Emmanuel Macron, premier chef d’Etat d’un pays développé à prendre la parole à l’ouverture de la Cop27, le 7 novembre dernier, a rappelé l’importance politique de l’amélioration de la finance climat. "La confiance s’effrite entre le Nord et le Sud. Il faut éviter cette grande division du monde sur la guerre, mais aussi sur le climat." A la COP27, la France a soutenu l’initiative de Bridgetown pour la refonte du système financier international portée par Mia Mottley, la première ministre très respectée de la Barbade. Emmanuel Macron a annoncé qu’un groupe de sages de haut niveau ferait des recommandations sur des nouveaux outils de financement innovants dès le printemps 2023. Seront appelés à plancher entre autres le FMI, la Banque mondiale, l’OCDE. Dans ce grand chantier, les banques multilatérales de développement devront répondre présentes. D’après un rapport publié en octobre, leur engagement climat a représenté en 2021 19 milliards de dollars sur les 50 milliards qu’elles ont consacré aux économies à faible revenu et à revenu intermédiaire. "Il faut, a répété Emmanuel Macron, changer les règles de nos grandes banques internationales, de nos banques de développement, du FMI, de la Banque mondiale et de nos grands prêteurs". Objectif : permettre aux pays du Sud de s’adapter au changement climatique sans alourdir leur dette et créer un "nouveau pacte financier entre le Nord et le Sud". Point d’arrivée de cette réflexion : une grande conférence internationale à Paris en juin 2023.
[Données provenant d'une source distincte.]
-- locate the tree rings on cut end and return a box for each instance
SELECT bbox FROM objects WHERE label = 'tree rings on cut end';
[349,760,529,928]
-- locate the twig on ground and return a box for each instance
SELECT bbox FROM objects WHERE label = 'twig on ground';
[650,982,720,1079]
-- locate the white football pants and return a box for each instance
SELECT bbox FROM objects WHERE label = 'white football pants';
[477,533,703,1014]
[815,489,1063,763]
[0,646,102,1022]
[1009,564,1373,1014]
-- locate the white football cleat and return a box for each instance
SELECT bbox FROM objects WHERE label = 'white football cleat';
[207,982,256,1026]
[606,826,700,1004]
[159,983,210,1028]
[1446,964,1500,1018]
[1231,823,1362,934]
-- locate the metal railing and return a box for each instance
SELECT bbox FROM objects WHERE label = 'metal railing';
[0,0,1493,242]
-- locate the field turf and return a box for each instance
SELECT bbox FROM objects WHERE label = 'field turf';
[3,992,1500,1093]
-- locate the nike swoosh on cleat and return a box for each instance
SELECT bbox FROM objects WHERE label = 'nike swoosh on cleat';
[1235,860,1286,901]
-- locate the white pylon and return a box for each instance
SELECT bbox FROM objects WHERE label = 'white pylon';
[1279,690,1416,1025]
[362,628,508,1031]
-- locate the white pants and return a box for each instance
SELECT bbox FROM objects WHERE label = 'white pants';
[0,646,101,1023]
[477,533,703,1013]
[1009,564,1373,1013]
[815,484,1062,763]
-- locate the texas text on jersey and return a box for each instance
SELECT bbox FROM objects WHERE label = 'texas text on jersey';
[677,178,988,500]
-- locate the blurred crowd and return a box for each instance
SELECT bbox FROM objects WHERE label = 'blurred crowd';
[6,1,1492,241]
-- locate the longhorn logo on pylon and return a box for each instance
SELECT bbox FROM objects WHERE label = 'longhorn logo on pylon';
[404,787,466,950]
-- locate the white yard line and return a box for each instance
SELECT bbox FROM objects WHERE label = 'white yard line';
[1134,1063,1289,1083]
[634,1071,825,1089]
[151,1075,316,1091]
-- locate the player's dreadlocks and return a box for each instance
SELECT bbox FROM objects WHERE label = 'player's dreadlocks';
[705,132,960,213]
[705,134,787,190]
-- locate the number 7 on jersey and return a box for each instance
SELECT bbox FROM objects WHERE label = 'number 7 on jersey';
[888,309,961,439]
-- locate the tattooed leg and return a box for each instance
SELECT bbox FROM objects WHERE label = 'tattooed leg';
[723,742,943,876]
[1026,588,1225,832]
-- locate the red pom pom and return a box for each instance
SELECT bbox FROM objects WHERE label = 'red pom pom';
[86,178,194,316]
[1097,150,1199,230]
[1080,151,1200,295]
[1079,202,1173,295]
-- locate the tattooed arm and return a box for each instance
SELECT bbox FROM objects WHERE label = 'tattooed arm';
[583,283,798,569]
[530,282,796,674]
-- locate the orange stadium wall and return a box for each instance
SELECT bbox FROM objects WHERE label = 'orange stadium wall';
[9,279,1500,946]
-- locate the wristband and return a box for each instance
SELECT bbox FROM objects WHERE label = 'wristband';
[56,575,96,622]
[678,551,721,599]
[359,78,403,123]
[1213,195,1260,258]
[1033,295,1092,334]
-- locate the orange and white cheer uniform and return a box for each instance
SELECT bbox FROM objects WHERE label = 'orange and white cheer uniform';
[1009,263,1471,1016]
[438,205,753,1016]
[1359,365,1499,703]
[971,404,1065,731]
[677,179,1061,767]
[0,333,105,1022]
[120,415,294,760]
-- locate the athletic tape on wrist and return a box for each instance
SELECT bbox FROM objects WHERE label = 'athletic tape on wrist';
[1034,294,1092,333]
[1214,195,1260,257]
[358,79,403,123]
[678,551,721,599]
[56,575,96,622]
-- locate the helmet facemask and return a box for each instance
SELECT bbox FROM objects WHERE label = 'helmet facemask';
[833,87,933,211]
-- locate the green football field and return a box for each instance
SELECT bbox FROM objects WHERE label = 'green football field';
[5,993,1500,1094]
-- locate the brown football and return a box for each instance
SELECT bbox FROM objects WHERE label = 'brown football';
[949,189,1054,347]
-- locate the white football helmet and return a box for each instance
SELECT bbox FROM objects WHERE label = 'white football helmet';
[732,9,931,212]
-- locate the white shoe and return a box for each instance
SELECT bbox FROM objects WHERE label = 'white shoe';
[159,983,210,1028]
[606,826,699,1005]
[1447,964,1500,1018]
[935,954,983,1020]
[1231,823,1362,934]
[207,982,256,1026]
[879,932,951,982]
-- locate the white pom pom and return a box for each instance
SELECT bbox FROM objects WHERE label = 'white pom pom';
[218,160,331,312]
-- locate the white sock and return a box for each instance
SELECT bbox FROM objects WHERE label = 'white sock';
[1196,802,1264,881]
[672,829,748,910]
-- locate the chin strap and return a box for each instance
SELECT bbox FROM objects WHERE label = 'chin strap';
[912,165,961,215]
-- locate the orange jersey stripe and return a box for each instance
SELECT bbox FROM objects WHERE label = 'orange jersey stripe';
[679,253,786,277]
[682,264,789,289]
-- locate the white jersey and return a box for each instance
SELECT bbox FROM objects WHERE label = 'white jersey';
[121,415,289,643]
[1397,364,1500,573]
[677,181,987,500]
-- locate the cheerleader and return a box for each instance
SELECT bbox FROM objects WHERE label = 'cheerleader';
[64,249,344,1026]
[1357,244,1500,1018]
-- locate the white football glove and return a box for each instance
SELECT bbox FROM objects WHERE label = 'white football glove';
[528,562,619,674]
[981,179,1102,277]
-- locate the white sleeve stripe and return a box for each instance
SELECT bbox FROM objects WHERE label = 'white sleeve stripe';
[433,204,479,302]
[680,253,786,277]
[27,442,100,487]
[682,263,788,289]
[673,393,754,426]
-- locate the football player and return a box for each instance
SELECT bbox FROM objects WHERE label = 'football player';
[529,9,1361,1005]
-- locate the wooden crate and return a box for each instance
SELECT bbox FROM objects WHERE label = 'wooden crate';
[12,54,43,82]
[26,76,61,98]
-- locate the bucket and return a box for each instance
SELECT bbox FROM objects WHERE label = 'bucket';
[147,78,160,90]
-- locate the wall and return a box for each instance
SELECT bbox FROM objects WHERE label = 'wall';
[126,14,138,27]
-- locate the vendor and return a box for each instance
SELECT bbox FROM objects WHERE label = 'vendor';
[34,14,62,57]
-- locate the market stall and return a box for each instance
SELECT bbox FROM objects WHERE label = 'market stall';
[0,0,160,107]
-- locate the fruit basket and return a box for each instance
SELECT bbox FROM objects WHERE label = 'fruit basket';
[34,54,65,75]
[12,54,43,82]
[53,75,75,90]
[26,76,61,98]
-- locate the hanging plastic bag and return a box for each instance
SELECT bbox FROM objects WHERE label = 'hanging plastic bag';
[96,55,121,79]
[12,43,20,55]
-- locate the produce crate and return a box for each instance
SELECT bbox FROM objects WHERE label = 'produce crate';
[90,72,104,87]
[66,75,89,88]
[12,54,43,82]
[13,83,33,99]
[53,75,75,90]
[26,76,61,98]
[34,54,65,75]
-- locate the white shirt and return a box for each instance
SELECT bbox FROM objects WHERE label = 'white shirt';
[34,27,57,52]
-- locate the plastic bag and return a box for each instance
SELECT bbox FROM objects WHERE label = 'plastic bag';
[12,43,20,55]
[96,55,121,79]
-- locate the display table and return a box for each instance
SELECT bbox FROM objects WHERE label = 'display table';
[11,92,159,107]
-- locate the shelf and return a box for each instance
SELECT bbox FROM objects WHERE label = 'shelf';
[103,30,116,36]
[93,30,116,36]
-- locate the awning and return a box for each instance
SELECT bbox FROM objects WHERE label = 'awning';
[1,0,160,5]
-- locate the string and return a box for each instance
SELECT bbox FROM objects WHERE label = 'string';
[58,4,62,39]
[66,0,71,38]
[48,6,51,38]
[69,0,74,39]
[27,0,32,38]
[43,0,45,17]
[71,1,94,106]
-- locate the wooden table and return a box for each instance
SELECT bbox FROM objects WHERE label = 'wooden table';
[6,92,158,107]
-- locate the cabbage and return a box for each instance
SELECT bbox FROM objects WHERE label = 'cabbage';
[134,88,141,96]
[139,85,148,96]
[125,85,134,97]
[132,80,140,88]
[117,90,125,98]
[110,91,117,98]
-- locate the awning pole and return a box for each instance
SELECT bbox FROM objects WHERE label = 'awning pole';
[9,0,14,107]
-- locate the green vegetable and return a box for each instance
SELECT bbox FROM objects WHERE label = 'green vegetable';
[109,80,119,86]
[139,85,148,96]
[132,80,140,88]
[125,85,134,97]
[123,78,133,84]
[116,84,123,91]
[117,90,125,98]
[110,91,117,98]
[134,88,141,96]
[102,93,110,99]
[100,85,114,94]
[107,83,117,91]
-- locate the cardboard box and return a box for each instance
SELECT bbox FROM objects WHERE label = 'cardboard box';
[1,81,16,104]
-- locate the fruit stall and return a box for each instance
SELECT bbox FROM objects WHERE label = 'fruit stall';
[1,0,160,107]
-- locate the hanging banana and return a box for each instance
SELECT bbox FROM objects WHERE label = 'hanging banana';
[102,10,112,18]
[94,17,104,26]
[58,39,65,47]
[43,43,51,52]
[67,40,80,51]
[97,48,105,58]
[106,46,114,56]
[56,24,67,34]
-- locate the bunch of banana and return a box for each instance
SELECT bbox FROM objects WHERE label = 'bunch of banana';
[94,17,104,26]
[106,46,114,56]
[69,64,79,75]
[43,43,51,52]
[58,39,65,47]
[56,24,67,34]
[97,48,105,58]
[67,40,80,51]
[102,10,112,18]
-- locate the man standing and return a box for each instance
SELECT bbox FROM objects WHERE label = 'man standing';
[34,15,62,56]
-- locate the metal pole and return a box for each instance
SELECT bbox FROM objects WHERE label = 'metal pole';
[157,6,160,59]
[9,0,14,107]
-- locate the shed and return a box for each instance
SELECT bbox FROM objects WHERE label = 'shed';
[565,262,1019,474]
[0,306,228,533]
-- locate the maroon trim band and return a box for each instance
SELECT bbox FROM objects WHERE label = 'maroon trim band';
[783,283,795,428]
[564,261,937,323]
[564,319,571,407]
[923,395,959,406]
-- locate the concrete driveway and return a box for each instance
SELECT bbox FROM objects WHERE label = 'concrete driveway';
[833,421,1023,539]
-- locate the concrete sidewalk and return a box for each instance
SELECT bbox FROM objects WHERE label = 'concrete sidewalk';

Face aux besoins gigantesques pour financer la transition au Sud, la finance privée et le secteur privé seront, eux aussi, mobilisés. Comme l’a dit Mia Mottley, "les acteurs non étatiques doivent prendre leur responsabilité, notamment les entreprises qui ont fait plus de 200 milliards de dollars de profits ces 3 derniers mois. Elles devraient contribuer à hauteur de 10 centimes sur chaque dollar de profit à un fond dédié aux pertes et préjudices".
Pour Al Gore, venu à Charm El Cheikh, il est également temps de "libérer les billions de la finance climat et notamment ceux de la finance privée. Aux Etats-Unis et au Canada, le financement des énergies renouvelables vient à 90% du secteur privé. En Afrique, il provient à 86% des Etats. Pour construire une centrale solaire même rentable, les taux d’intérêts sont 7 à 8 fois plus importants que ceux pratiqués dans les pays développés. C’est injuste et absurde."
Comme d’autres, il en appelle à l’esprit des accords de Bretton Wodds qui ont posé les bases de la prospérité mondiale après la Seconde Guerre Mondiale. Et d’alerter sur le fait que si l’effort n’est pas à la hauteur des besoins, un milliard de personnes dans le monde seront contraintes demain de quitter des pays devenus inhabitables. Et qu’il y a encore la possibilité de réussir la transition au Sud. "L’Afrique peut devenir une superpuissance du solaire car elle concentre 40% du potentiel solaire mondial, qui lui donnerait 400 plus d’énergie que ses réserves fossiles potentielles".
A 8 heures du matin, ce dimanche, Sameh Choukry, le président égyptien de la COP27, s’apprête, quant à lui, à conclure au micro deux semaines épuisantes de négociations onusiennes. "Nous avons, je crois, entendu l’appel de notre jeune collègue ghanéenne. Nous avons réussi ici à Charm El Cheikh à créer le fond pour les pertes et dommages. Il fallait sans doute que cela se produise ici, en Afrique."